对的，这是可能的。使用current_<modelname>，其中<modelname>是具有设计身份验证功能的模型的名称（即通过rails g devise <modelname>）。例如，如果您的模型是User，那么您将使用current_user. 如果您的模型是Elmo，那么您将使用current_elmo.

simple method is:

简单的方法是：

if @suit.user == current_user

example:

例子：

= link_to "Back", root_path, class: "btn btn-default"

  -if @suit.user == current_user

    = link_to "Edit", edit_suit_path, class: "btn btn-default"

    = link_to "Delete", suit_path, method: :delete, data: {confirm: "Are you sure?" }, class: "btn btn-default"
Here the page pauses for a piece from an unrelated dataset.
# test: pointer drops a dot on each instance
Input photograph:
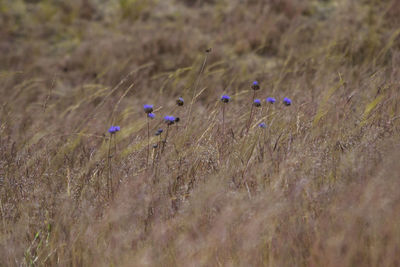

Pass it in as a parameter to the method call :).

将它作为参数传递给方法调用:)。

One idea is to use Thread.current[:current_user] = @current_useras a before_filter - but if you're using a deployment stack like Thin + EM_Mysql2 + Rack::FiberPool, you'll need to set that to Fiber.current[:current_user].

一个想法是Thread.current[:current_user] = @current_user用作 before_filter - 但如果您使用像 Thin + EM_Mysql2 + Rack::FiberPool 这样的部署堆栈，则需要将其设置为Fiber.current[:current_user].

Those solutions are really just covering up for a lack of good design logic.

这些解决方案实际上只是掩盖了缺乏良好的设计逻辑。